H1N1 keeps pharmacies crowded
Published 11:59 pm Thursday, August 27, 2009
As the H1N1 “swine” flu continues to make its way through Covington County, local pharmacy owners are reporting an increase in business and also doing their part to keep their employees healthy.
Neal Pressley, pharmacist and owner of Larry’s Prescriptions in Opp, said his business saw a large influx of customers earlier this month, but the rush tapered off slightly in recent days.
“This week has not been as bad so far,” he said. “It was really a few weeks ago, back shortly after school started. We’ve definitely seen an increase in customers, and it’s especially busy compared to the level of business we normally see in August.”
Bobby Scott, pharmacist and owner of Mallette Drug Company in Andalusia, said his pharmacy has been busy as well.
“We’ve seen a fairly large number of kids, but some adults as well,” he said.
Scott said he expects the pharmacy fills orders for 15-20 flu patients each day, and it is important for his employees to stay protected against the virus.
“Obviously, our employees stay away from the patients’ faces if they come in here coughing or anything like that,” he said. “Our employees also sanitize several times a day, and we try to use Lysol (aerosol air freshener) after a flu patient leaves. So far, we’ve been lucky and have been able to keep all our employees healthy.”

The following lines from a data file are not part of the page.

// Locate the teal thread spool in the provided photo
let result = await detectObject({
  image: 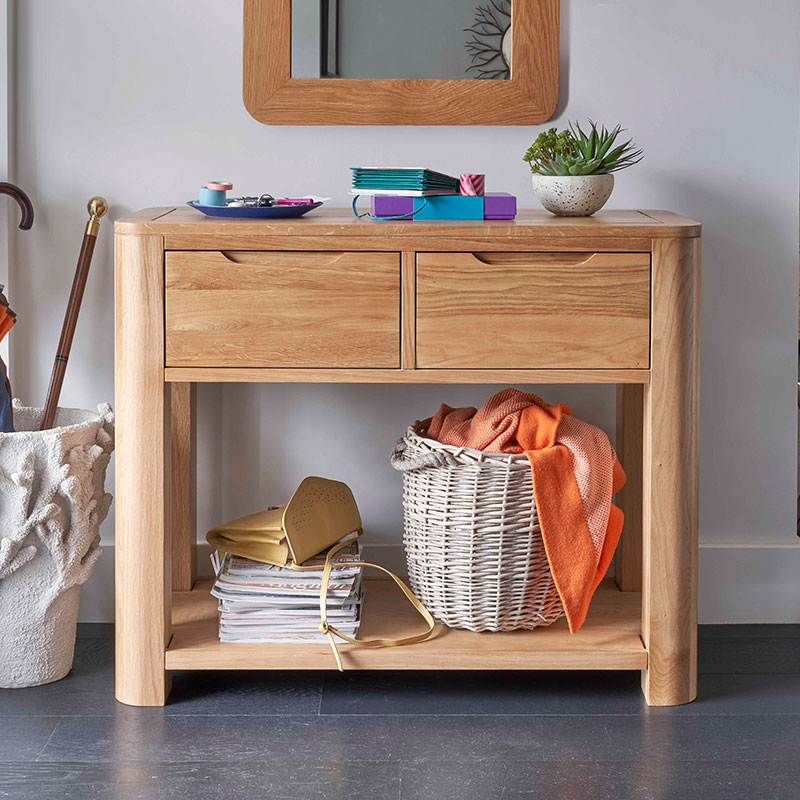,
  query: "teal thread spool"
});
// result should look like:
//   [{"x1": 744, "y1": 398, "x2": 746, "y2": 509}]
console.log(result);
[{"x1": 197, "y1": 181, "x2": 233, "y2": 206}]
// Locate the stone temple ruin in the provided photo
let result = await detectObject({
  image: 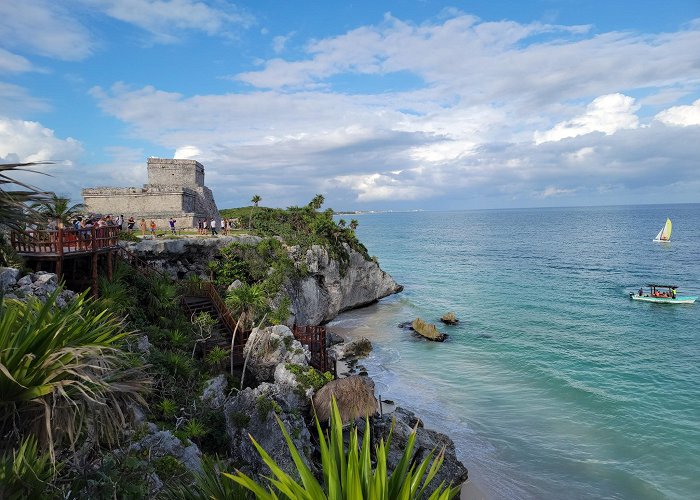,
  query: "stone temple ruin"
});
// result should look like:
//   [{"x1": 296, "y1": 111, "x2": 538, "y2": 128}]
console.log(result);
[{"x1": 82, "y1": 158, "x2": 219, "y2": 228}]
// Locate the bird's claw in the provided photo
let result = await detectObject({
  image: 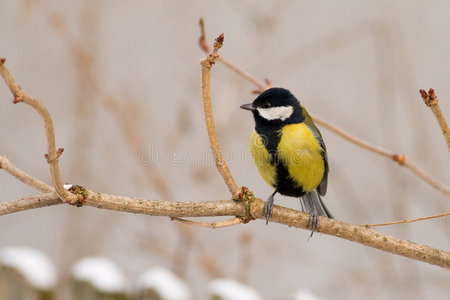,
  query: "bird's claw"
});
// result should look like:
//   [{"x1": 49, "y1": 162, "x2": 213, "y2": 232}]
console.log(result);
[{"x1": 264, "y1": 197, "x2": 273, "y2": 225}]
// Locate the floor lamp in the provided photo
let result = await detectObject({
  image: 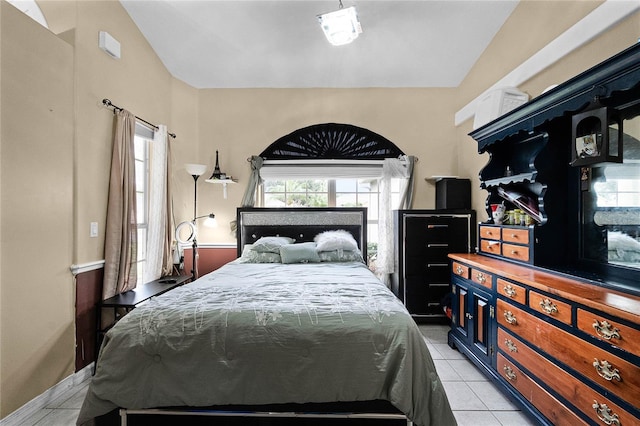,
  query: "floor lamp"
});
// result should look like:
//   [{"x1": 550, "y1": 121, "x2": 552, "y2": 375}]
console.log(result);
[{"x1": 176, "y1": 163, "x2": 215, "y2": 280}]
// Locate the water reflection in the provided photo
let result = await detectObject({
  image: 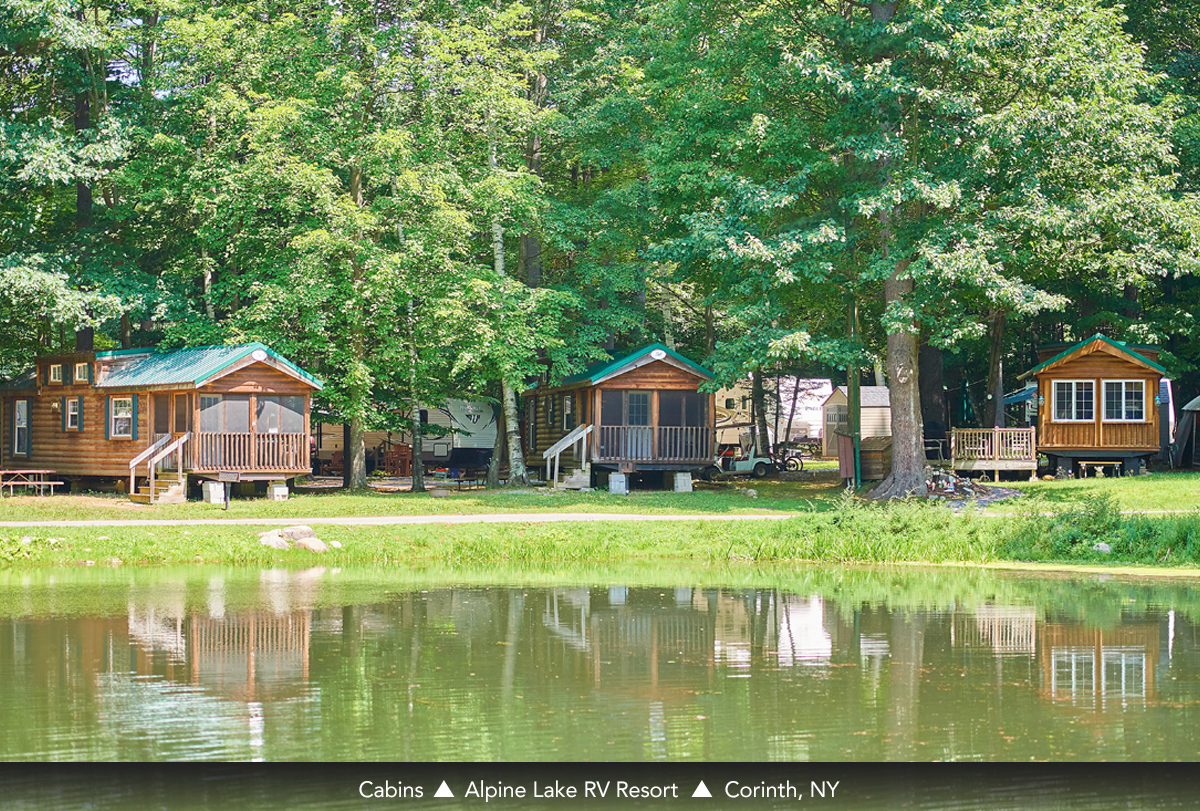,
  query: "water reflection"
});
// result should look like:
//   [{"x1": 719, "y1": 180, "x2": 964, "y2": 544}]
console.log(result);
[{"x1": 0, "y1": 569, "x2": 1200, "y2": 761}]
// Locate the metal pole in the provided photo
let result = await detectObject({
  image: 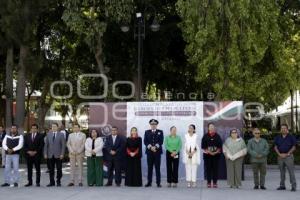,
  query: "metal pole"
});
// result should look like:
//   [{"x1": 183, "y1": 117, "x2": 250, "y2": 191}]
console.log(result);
[
  {"x1": 137, "y1": 18, "x2": 142, "y2": 101},
  {"x1": 296, "y1": 90, "x2": 299, "y2": 133}
]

Pressley said his pharmacy has not had any shortage of hand sanitizer, which the Centers for Disease Control has recommended as an effective method of preventing the spread of the flu. However, he did say that the prescription drug Tamiflu has sold quickly and Larry’s Prescriptions had to make several special orders to keep up with the demand.
“We have the Tamiflu now,” he said.
Scott said Mallette Drug Company was proactive in preparing for the re-emergence of the H1N1 flu. The strain hit in the spring earlier this year, but scientific experts predicted the flu would make a return in the late summer and early fall.
“We knew it was coming back and so we prepared our inventory ahead of time,” he said. “We’ve got plenty of hand sanitizer, Tamiflu and Relenza (another flu drug).”
In addition, Scott said employees try to expedite flu patients’ orders.
“We’re usually able to handle the volume of prescriptions, and typically it’s a short wait for the customer,” he said. “We definitely want to get our customers the medicine quickly and get them home quickly, so they can get better and they won’t infect other people.”